# PREDICTING CROP YIELD WITH MACHINE LEARNING: AN EXTENSIVE ANALYSIS OF INPUT MODALITIES AND MODELS ON A FIELD AND SUB-FIELD LEVEL

Deepak Pathak<sup>\*,1,2</sup> Miro Miranda<sup>\*,1,2</sup> Francisco Mena<sup>1,2</sup> Cristhian Sanchez<sup>1,2</sup>  
Patrick Helber<sup>3</sup> Benjamin Bischke<sup>3</sup> Peter Habelitz<sup>3</sup> Hiba Najjar<sup>1,2</sup>  
Jayanth Siddamsetty<sup>2</sup> Diego Arenas<sup>2</sup> Michaela Vollmer<sup>2</sup> Marcela Charfuean<sup>2</sup>  
Marlon Nuske<sup>2</sup> Andreas Dengel<sup>1,2</sup>

<sup>1</sup>University of Kaiserslautern-Landau (RPTU), Kaiserslautern, Germany

<sup>2</sup>German Research Center for Artificial Intelligence (DFKI), Kaiserslautern, Germany

<sup>3</sup>Vision Impulse GmbH, Kaiserslautern, Germany

## ABSTRACT

We introduce a simple yet effective early fusion method for crop yield prediction that handles multiple input modalities with different temporal and spatial resolutions.
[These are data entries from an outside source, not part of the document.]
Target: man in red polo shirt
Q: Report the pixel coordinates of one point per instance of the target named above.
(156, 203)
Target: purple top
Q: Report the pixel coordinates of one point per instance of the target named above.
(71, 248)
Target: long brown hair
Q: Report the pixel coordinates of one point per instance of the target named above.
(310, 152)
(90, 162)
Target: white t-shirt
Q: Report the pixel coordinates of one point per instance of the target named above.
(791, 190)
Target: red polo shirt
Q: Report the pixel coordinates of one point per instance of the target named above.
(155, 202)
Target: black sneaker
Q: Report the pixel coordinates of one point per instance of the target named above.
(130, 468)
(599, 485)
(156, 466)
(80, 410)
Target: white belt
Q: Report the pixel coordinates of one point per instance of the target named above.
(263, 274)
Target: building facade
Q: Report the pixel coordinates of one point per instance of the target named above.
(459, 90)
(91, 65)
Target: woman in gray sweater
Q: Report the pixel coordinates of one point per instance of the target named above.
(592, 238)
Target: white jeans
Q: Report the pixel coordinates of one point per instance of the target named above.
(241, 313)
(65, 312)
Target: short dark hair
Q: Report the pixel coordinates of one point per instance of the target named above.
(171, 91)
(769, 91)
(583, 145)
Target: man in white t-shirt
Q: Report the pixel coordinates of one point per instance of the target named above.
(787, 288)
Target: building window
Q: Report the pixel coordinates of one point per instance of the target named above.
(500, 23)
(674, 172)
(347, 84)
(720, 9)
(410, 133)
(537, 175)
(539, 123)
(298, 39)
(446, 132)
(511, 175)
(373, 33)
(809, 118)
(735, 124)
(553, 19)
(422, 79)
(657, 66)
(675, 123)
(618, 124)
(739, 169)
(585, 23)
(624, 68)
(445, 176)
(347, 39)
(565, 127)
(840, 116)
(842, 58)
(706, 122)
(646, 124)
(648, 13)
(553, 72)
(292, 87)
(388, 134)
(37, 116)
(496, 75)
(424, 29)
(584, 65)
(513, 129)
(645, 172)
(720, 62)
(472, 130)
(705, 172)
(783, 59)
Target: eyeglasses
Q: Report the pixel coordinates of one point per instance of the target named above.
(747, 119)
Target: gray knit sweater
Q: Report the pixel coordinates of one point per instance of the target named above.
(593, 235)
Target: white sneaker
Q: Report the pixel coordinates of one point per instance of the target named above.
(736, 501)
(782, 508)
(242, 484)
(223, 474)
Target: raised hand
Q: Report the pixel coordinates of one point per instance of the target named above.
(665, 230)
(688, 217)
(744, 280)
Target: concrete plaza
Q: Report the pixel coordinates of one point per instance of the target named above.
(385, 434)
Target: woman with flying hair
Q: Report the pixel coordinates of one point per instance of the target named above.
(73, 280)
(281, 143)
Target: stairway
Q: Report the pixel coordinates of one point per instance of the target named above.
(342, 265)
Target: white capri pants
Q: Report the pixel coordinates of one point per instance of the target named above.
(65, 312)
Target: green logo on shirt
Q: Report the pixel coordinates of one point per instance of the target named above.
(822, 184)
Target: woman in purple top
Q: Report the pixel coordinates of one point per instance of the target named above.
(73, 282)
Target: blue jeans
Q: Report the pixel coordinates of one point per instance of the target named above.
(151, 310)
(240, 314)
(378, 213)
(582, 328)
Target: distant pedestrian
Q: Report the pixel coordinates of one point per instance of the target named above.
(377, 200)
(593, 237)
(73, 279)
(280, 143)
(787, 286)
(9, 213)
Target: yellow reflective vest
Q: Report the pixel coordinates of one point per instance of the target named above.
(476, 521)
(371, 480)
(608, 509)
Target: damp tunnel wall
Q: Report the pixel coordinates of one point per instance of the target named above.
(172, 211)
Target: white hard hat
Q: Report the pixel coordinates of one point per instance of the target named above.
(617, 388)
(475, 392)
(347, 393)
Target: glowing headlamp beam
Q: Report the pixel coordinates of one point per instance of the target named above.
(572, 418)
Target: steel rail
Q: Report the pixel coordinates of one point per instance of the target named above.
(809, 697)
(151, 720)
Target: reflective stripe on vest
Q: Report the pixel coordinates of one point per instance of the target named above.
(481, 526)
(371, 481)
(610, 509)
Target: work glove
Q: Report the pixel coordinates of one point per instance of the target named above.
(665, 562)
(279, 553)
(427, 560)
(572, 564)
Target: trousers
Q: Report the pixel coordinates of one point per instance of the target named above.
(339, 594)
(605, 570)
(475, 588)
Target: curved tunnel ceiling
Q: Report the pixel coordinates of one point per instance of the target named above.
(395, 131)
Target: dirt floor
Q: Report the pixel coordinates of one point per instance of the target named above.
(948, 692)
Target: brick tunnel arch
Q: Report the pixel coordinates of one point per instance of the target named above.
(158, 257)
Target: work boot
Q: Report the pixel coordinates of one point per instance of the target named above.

We use high-resolution crop yield maps as ground truth data to train crop and machine learning model agnostic methods at the sub-field level. We use Sentinel-2 satellite imagery as the primary modality for input data with other complementary modalities, including weather, soil, and DEM data. The proposed method uses input modalities available with global coverage, making the framework globally scalable. We explicitly highlight the importance of input modalities for crop yield prediction and emphasize that the best-performing combination of input modalities depends on region, crop, and chosen model.

**Index Terms**— Sentinel-2, Multi-modal data, Early fusion, Precision Farming, Yield Maps

## 1. INTRODUCTION

Yield prediction is an essential task in the agricultural sector. Yet, it is still challenging due to multidimensional factors defining the yield, including environmental factors, management, the genotype, and their interactions. Providing accurate yield prediction not only supports industry and farmers in decision-making such as pest control, fertilization, and harvest time prediction, but also policymakers. In light of changing and fluctuating climate conditions, reliable yield predictions are increasingly challenging and are nowadays addressed from multiple perspectives. Here, machine learning has played an increasingly important role in recent years [1]. With the rise of remote sensing technology, yield prediction can be addressed from a large-scale perspective, as data is available globally with high temporal frequencies. This offers various opportunities for crop monitoring and particularly for

yield prediction [2, 3]. Currently, models are trained on diverse sets of remotely sensed input modalities such as satellite imagery, weather, soil, and Digital Elevation Model (DEM) data. [4, 3, 5]. Although it is known that all the mentioned modalities are good yield predictors, only a subset is included in most studies. It still needs to be determined if including multiple modalities is beneficial for model performance. In addition, most studies focus on a narrow regional level with single crop cultivars and few training years, making models highly susceptible to regional and temporal overfitting. It is, moreover, still an open question if machine learning can predict crop yields consistently over years, regions, and crop types.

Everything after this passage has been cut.